Updated June 10, 2016 at 10:08 a.m.


Sam Moss, Fable
  • Sam Moss, Fable

(Lost Honey Records, CD, digital download, vinyl)

When last we left Sam Moss, he was part of the delightfully strange and prolific Brattleboro indie scene. Following the release of his deconstructionist folk gem No Kingdom in 2013 — named one of the year's 10 best local recordings by this paper — Moss moved to Boston. There he has continued to write, perform and record sweet and provocative art-folk masterpieces. The latest such work is Moss' ninth album, Fable, released in May.

Though he now calls Beantown home, Moss retains strong local ties. Two-thirds of his backing band members are part of Brattleboro's Wooden Dinosaur: guitarist Michael Roberts and bassist Jeff Murphy. Fable was recorded at Guilford Sound in Guilford, Vt., and is the first release on Lost Honey Records, a joint venture by Moss and Roberts — look for a WD record on the imprint later this year. Rounding out Moss' Green Mountain bona fides, the vinyl version of the record was pressed at the Burlington Record Plant.

Moss has long had rambling musical wanderlust. Though rooted generally in Americana, he often detours down the genre's myriad side roads. No Kingdom, for example, found kinship in the spare, Appalachian-gothic aesthetic of fellow Vermont expat Sam Amidon. Moss is also a highly regarded fingerstyle guitarist whose instrumental compositions similarly tweak roots convention.

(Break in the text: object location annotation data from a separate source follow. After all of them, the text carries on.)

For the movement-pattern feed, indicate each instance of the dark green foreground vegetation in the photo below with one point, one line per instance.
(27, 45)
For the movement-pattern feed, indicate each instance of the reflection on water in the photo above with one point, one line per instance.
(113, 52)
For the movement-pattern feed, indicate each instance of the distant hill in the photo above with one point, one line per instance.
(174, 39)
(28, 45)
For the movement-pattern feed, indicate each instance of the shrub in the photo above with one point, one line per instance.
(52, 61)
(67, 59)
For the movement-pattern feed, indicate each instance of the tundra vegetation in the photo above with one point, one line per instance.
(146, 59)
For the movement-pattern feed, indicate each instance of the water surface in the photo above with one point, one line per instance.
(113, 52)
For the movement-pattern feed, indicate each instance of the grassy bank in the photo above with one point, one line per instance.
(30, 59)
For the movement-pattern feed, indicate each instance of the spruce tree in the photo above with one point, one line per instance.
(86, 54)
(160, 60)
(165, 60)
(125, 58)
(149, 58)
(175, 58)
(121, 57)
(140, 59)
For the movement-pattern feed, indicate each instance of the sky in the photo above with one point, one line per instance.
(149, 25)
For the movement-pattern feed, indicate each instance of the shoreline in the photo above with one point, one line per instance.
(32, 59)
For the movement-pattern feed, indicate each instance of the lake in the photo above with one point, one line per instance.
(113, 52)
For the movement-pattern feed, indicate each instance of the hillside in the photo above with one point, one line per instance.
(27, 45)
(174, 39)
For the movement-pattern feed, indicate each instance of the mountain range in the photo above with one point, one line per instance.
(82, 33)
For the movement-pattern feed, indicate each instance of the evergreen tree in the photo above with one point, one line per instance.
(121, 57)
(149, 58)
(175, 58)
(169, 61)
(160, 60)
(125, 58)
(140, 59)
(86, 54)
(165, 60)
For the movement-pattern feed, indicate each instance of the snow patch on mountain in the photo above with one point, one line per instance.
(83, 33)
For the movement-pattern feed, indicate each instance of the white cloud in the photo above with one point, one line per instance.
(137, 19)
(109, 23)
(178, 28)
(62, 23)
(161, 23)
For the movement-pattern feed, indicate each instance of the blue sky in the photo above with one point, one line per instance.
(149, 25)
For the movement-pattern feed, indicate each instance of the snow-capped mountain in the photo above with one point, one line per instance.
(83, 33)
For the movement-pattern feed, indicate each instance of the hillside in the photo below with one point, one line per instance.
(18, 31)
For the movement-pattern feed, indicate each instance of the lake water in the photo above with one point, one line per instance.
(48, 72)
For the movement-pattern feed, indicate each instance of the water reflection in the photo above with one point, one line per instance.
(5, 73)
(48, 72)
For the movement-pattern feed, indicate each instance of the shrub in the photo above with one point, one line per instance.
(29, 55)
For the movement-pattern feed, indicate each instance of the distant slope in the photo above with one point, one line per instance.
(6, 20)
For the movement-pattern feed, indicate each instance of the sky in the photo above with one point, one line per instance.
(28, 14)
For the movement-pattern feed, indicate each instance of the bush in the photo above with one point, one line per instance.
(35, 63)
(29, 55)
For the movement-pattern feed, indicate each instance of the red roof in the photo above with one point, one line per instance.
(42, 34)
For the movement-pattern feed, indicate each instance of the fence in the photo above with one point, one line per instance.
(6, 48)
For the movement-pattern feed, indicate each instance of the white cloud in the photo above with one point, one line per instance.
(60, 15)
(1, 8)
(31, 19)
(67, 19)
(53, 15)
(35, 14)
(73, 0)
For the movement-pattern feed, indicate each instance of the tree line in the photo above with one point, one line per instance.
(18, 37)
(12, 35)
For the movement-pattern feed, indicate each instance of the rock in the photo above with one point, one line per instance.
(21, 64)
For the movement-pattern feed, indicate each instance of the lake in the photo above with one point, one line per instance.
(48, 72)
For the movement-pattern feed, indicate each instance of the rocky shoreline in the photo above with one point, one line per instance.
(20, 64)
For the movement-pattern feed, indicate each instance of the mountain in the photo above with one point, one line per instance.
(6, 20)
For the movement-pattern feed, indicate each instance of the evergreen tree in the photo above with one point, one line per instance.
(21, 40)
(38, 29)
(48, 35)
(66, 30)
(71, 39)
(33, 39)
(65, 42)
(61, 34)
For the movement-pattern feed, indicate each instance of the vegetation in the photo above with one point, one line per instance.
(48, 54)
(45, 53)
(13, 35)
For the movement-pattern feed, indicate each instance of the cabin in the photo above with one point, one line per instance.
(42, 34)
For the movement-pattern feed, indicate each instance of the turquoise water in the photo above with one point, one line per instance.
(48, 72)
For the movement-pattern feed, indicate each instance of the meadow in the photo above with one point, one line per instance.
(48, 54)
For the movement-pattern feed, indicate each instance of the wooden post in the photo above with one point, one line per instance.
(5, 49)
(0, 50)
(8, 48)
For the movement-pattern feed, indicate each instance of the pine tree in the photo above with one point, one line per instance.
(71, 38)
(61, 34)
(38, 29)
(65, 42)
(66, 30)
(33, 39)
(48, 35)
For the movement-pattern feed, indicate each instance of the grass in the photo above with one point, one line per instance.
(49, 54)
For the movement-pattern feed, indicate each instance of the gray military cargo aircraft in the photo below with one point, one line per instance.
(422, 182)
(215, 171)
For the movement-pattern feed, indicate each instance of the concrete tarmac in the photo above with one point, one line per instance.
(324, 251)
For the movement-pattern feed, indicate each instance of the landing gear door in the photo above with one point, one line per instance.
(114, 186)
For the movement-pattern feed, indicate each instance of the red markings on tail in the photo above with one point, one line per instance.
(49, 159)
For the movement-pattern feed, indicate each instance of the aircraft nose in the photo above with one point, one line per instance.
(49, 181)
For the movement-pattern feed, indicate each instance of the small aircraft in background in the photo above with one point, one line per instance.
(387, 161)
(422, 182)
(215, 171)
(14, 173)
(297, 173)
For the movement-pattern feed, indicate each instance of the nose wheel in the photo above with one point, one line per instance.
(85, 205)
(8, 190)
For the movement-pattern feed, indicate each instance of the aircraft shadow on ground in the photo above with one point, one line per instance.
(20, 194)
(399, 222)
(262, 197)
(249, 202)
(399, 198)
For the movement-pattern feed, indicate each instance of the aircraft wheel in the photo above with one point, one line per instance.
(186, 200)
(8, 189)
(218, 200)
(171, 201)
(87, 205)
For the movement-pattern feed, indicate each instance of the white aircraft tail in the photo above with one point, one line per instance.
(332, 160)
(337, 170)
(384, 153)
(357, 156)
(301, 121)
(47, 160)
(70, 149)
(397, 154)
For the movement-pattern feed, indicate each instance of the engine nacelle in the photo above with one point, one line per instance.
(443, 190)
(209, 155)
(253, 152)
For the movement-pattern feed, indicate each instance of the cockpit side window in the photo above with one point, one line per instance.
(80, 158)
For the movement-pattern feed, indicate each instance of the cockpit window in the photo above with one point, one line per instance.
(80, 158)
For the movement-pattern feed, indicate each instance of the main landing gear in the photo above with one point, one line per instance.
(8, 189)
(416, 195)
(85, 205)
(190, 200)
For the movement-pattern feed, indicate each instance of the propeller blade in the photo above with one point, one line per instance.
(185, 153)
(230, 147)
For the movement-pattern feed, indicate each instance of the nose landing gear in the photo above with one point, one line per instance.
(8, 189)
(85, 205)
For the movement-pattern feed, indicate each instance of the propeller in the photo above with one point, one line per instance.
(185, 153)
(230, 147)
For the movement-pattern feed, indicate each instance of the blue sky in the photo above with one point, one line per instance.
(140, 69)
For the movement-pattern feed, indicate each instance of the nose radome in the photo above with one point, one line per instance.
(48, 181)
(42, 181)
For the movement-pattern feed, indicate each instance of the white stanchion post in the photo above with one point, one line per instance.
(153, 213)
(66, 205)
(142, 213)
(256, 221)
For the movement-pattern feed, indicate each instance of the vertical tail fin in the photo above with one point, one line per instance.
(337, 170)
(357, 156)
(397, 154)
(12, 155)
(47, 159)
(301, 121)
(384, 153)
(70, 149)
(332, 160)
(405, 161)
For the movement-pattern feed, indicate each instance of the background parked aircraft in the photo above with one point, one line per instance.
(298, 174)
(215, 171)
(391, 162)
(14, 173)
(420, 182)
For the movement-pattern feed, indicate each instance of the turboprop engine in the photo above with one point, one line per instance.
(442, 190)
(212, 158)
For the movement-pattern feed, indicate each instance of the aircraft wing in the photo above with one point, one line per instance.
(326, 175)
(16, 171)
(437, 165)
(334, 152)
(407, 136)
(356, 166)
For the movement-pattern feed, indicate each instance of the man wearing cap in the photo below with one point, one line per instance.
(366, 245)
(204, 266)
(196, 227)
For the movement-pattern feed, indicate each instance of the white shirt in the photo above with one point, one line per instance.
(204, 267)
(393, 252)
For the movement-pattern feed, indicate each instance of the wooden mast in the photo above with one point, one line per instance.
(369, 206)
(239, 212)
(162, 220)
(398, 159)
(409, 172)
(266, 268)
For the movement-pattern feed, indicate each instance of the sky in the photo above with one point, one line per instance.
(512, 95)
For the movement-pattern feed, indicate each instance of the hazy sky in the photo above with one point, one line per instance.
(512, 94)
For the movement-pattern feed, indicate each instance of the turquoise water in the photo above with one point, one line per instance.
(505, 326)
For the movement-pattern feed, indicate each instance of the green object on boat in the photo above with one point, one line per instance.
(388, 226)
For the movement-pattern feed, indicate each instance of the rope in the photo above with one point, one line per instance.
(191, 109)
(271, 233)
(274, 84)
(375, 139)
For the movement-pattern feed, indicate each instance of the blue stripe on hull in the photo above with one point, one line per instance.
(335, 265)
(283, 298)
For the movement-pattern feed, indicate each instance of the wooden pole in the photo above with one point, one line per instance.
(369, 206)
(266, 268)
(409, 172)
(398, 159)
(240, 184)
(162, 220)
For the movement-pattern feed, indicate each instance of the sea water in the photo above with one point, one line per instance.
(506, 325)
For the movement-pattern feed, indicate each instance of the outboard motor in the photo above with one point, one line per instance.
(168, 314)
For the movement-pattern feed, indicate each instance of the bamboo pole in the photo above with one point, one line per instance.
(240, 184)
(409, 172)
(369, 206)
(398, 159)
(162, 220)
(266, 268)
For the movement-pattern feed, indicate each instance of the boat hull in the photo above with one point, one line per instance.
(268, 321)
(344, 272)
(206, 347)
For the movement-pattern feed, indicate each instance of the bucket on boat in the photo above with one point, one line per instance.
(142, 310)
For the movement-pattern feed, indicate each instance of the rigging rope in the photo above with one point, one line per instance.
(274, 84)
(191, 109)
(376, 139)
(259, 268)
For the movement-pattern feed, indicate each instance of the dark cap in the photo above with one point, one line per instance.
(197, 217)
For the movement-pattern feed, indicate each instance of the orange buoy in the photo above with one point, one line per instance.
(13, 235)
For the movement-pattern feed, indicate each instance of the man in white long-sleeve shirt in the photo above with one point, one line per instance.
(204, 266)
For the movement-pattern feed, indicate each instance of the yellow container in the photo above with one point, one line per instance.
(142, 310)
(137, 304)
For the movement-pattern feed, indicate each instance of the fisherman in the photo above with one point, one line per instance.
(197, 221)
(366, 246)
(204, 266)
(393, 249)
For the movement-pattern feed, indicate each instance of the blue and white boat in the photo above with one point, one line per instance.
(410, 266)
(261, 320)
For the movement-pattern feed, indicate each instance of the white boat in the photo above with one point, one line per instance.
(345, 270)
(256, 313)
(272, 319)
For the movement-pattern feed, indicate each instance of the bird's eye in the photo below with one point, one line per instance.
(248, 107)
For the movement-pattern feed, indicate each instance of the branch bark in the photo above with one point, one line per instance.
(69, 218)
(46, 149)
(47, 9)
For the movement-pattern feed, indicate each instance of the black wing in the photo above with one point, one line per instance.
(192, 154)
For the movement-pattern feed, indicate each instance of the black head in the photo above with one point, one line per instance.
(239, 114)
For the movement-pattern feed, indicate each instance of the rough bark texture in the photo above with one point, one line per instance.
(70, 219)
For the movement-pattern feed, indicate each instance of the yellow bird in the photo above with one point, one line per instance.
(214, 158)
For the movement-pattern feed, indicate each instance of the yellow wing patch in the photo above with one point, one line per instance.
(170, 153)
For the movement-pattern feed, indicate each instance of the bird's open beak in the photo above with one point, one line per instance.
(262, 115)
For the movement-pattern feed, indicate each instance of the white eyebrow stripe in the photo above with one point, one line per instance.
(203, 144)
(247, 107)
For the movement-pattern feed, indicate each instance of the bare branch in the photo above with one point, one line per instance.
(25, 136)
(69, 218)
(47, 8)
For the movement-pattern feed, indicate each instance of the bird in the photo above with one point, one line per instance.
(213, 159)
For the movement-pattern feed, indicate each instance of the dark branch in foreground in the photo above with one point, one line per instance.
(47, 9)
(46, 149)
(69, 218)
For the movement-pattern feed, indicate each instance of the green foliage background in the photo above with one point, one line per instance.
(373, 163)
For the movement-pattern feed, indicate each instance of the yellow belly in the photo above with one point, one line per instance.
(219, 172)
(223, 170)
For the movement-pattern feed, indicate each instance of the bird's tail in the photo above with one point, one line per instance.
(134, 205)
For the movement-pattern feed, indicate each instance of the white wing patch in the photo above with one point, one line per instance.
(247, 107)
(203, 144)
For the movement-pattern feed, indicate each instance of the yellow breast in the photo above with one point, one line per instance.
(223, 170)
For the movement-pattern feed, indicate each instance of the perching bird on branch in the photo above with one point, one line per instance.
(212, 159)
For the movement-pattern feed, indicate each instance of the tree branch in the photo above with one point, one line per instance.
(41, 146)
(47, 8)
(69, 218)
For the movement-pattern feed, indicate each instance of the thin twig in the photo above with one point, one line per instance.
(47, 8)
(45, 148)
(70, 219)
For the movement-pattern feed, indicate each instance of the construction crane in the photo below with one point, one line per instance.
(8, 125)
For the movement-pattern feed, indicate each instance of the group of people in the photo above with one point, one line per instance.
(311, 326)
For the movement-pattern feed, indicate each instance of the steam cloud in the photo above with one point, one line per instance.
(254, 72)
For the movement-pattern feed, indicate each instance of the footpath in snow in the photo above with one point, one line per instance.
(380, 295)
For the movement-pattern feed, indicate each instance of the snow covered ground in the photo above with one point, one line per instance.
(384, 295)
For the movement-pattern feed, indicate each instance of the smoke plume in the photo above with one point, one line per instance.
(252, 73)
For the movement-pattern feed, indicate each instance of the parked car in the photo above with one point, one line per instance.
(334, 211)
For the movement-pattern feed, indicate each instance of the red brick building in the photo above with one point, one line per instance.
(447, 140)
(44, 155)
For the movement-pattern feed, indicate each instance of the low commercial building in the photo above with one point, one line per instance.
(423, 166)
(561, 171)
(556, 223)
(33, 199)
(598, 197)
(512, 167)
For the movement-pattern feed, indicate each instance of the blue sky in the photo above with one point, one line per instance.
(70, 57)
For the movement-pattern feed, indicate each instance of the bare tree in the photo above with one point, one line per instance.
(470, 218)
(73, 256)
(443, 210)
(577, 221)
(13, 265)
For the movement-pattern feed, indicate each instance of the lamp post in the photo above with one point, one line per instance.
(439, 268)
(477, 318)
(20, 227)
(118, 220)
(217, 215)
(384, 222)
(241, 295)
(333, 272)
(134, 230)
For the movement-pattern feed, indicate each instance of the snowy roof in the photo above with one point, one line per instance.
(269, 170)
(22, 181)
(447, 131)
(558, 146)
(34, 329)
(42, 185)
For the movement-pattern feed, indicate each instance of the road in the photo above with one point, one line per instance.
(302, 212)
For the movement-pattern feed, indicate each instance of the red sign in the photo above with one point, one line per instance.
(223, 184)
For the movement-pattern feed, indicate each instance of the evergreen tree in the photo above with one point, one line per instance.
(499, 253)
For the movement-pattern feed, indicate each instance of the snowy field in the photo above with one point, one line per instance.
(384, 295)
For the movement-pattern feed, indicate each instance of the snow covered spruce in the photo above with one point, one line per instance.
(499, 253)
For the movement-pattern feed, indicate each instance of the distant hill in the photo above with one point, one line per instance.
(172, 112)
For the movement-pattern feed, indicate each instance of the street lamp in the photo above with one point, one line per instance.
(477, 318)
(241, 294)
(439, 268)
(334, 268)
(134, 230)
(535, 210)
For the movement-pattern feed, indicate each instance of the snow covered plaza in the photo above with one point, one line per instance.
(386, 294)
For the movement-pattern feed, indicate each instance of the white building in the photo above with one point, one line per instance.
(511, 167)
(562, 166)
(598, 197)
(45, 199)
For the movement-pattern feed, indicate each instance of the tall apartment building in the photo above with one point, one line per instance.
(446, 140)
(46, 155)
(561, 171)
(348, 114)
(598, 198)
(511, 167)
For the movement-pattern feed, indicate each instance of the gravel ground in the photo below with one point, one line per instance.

On Fable, he navigates a sort of middle ground. There is stark, sprawling beauty in these eight delicately arranged songs, written between 2013 and 2014 just as he was transitioning from Brattleboro to Boston. His writing has a road-weary quality, and his expressive, reedy tenor evokes a mellow Ryan Adams, Iron & Wine's Sam Beam and Tracy Chapman.

But Moss' and Roberts' guitar work largely defines the album. On opener "Postman," Roberts' woozy tremolo guitar evokes the spooky southwestern vibe of Calexico. The title track fuses a lilting acoustic riff with shimmering electric sustains set to a gently insistent drum shuffle. "Hunter's Moon" highlights Moss' acoustic chops as he winds a gorgeous high-and-lonesome vocal melody around nimble fingerpicking.

"Beast" is sinister cut built on a shiver-inducing, Delta-blues-style progression given dark accents by Roberts' gritty, minimalist work. Over this, Moss hollers a baleful melody that harks to Appalachian balladry. It's a stirring stylistic fusion.

Fable closes on "Lighting," which moseys along at an unhurried pace. Roberts shades Moss' light melody with tumbling lines that are rhythmically and tonally skewed just enough to impart a playful vibe.